Dan saya teringat pernyataan seorang pejabat pemerintah pusat ketika wilayah di selatan Papua itu menjadi sorotan setelah wabah campak dan gizi buruk 2017-2018.
Alangkah idealnya jika ada puskesmas keliling yang dapat menjangkau kampung-kampung yang sulit, kata sang pejabat.Sebelum berangkat ke Asmat, saya sudah mendapatkan informasi bahwa pemerintah setempat mengeklaim sudah rutin menggelar puskesmas keliling ke kampung-kampung.
Tugasnya, melayani imunisasi hingga pemeriksaan dan pengobatan gratis.
“Petugas puskesmas kita rutin melaksanakan pusling,” kata Bupati Asmat, Elisa Kambu, awal pekan kedua Juli 2024. Program ini diklaim digelar dua bulan sekali.
Status Gizi Indonesia (SSGI) 2022 oleh Kementerian Kesehatan menyebutkan angka prevalensi balita stunting di Kabupaten Asmat mencapai 54,5%.
Angka tersebut melonjak 16,4 poin persentase dari tahun sebelumnya yang sebesar 38,1%.
Di urutan berikutnya ada Kabupaten Yahukimo dengan prevalensi balita stunting 53,3%, diikuti Kabupaten Nduga di peringkat ketiga sebesar 50,2%.
Adapun Kabupaten Deiyai memiliki prevalensi balita stunting terendah di Papua, yakni 13,4% diikuti Kabupaten Nabire dengan 17,1%.
Dari hasil Survei Kesehatan Indonesia (SKI) 2024, 38 provinsi di Indonesia, sebanyak 15 provinsi memiliki prevalensi stunting di bawah angka nasional, tiga provinsi dengan prevalensi stunting tertinggi adalah Papua Tengah (39,4%), Nusa Tenggara Timur (37,9%) dan Papua Pegunungan (37,3%).
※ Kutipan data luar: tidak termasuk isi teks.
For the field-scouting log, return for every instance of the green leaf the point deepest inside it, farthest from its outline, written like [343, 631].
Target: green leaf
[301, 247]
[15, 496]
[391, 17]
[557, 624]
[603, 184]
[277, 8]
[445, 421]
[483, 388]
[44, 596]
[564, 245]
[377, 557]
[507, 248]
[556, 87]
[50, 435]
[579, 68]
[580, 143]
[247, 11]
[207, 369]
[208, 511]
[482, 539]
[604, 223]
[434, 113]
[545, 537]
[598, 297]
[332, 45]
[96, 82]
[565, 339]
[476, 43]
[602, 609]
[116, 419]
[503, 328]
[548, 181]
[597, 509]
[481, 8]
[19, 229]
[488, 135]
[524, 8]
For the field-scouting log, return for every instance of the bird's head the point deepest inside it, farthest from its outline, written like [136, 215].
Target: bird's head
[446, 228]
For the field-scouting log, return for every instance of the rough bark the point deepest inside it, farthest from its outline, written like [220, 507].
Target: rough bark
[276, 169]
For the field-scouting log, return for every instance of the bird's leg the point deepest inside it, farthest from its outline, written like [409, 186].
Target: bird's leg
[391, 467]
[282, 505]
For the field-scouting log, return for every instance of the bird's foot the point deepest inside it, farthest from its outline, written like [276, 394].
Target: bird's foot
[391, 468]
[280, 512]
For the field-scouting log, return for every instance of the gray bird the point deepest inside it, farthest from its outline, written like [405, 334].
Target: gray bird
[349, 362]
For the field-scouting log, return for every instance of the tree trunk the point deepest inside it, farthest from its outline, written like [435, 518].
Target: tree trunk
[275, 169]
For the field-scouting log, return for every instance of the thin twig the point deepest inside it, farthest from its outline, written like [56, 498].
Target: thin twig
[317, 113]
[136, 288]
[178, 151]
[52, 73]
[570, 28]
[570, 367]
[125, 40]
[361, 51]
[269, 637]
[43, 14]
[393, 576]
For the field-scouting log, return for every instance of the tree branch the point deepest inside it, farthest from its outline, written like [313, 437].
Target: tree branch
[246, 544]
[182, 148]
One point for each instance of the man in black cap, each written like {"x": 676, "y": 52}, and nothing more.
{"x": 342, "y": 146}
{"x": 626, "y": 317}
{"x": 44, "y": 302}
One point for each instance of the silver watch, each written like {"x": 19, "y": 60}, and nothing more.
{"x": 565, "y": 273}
Saat ini, menurut Guru Besar Fakultas Kesehatan Masyarakat, Universitas Indonesia, Ascobat Gani, tren tengkes di Indonesia memang mengalami penurunan, tetapi terjadi kesenjangan.
“Masih banyak daerah yang stuntingnya tinggi, seperti NTT dan Papua,” kata Ascobat, awal Februari 2024.
Dia menilai program penurunan tengkes sudah banyak, tetapi yang diabaikan adalah penguatan sistem.
“Bagaimana masalah stunting yang sudah masuk RPJMN [Rencana Pembangunan Jangka Menengah Nasional] ini bisa diterjemahkan sampai RPJM desa,” ujarnya, Supaya dari hulu sampai hilir ada komitmen.